I am trying to code an observer pattern or a publish/submit pattern for a sort of cellular automaton.
The classical observer pattern does not to the trick because if a cell A subscribes to changes in a cell B and vice-versa, the application will run out of stack owing to the recursive approach (B.update() will call A.update() and so on and the app will run out of stack).
So I thought about using a publish/subscribe pattern where respective cells pass each other messages, rather than calling each other's update() methods.

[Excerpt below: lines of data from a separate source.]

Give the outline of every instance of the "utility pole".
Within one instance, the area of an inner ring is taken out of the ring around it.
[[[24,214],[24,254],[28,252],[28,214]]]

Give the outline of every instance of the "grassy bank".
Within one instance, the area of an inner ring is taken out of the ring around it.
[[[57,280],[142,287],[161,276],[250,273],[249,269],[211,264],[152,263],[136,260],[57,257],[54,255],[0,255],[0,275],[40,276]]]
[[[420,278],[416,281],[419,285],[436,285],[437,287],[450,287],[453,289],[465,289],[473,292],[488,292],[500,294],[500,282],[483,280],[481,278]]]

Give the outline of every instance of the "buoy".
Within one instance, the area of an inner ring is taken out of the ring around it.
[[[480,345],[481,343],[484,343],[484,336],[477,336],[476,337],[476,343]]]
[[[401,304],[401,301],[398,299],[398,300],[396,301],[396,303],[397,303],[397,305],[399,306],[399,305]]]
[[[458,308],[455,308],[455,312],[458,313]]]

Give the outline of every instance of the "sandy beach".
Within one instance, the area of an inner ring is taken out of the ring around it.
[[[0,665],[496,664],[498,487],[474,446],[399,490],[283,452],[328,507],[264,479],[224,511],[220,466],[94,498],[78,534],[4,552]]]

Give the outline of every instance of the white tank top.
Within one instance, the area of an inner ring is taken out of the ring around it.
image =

Here is a simple example with two cells A and B:
package main
import (
"fmt"
ps "publish/pubsub"
)
func main() {
fmt.Printf("Starting\n")
chEnd := make(chan int)
// initialize
a := ps.NewNode(1, 0)
b := ps.NewNode(2, 0)
// connect nodes
a.Connect(b.ChOut)
b.Connect(a.ChOut)
// Start listening
a.Listen()
b.Listen()
// Start sending data on one arbitrary node
// to start the process.
a.ChIn <- 10
<-chEnd
}
and the corresponding lib
package pubsub
import (
"fmt"
)
type Node struct {
Id int
State int
ChOut chan int
ChIn chan int
}
func NewNode(id int, state int) Node {
chout := make(chan int)
var chin chan int
return Node{id, state, chout, chin}
}
func (p *Node) Broadcast(inItem int) {
p.ChOut <- inItem + 1
//time.Sleep(100 * time.Millisecond)
}
func (p *Node) Listen() {
go func() {
for {
select {
case inItem := <-p.ChIn:
fmt.Printf("%d: %d\n", p.Id, inItem)
p.Broadcast(inItem)
}
}
}()
}
func (p *Node) Connect(ch chan int) {
p.ChIn = ch
}
Each node has a input and an output channe.

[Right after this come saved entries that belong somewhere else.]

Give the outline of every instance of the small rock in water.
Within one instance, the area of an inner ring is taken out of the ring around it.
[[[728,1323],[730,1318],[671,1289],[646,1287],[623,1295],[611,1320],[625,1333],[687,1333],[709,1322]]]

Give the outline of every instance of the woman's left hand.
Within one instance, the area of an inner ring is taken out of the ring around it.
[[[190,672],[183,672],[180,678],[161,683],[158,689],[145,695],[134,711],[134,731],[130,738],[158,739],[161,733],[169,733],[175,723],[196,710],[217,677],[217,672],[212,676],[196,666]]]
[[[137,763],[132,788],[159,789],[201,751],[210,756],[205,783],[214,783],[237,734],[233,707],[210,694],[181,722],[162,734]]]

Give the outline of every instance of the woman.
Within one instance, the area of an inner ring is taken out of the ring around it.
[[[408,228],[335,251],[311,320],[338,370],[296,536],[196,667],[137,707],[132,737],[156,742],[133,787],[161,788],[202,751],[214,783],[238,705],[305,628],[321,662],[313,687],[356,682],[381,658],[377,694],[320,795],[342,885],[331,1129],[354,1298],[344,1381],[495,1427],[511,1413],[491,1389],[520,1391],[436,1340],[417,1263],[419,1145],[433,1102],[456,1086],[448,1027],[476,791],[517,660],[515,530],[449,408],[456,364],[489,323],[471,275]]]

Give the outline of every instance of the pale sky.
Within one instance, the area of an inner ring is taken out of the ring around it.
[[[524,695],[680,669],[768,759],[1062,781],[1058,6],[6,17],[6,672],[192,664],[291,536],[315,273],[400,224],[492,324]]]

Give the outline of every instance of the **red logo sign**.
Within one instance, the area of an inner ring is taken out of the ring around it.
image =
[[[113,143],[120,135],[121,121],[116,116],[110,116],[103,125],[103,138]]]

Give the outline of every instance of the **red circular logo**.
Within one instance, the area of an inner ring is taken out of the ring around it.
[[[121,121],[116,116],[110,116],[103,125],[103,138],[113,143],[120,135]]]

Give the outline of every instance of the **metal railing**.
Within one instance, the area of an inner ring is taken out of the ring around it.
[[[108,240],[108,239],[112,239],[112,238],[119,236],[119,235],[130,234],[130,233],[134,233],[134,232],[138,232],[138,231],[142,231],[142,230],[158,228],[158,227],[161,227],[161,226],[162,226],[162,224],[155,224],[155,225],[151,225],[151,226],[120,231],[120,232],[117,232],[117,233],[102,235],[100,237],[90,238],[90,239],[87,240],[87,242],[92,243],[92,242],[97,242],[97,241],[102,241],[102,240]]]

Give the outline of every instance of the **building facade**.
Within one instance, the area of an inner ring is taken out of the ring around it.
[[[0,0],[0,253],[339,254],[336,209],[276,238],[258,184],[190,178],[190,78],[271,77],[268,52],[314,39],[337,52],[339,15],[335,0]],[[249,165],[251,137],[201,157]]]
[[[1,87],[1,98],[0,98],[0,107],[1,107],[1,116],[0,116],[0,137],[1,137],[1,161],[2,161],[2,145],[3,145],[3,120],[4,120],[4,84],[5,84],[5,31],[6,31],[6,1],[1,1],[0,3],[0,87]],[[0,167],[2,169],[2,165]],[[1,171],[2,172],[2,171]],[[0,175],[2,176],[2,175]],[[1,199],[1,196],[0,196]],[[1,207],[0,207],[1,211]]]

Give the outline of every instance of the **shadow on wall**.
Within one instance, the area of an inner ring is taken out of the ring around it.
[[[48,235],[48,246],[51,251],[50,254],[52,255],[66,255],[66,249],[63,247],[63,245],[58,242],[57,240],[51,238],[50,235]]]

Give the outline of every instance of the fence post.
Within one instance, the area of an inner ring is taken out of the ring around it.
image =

The input channel of B is the output channel of A and vice-versa.
Every update consists merely of incrementing the data passed by the other cell.
It seems to work. So far, so good.
I tried to do something similar with a set of 4 cells A, B, C, D, in order to simulate a one dimensional cellular automaton of sorts.
In this second attempt,
each cell has two input channels (let and right) to listen to its closest left- and right-hand neighbour, respectively (ChinL and ChinR).
each cell has to output channels to communicate its latest updated state to its closest neighbours (ChoutL and ChoutR).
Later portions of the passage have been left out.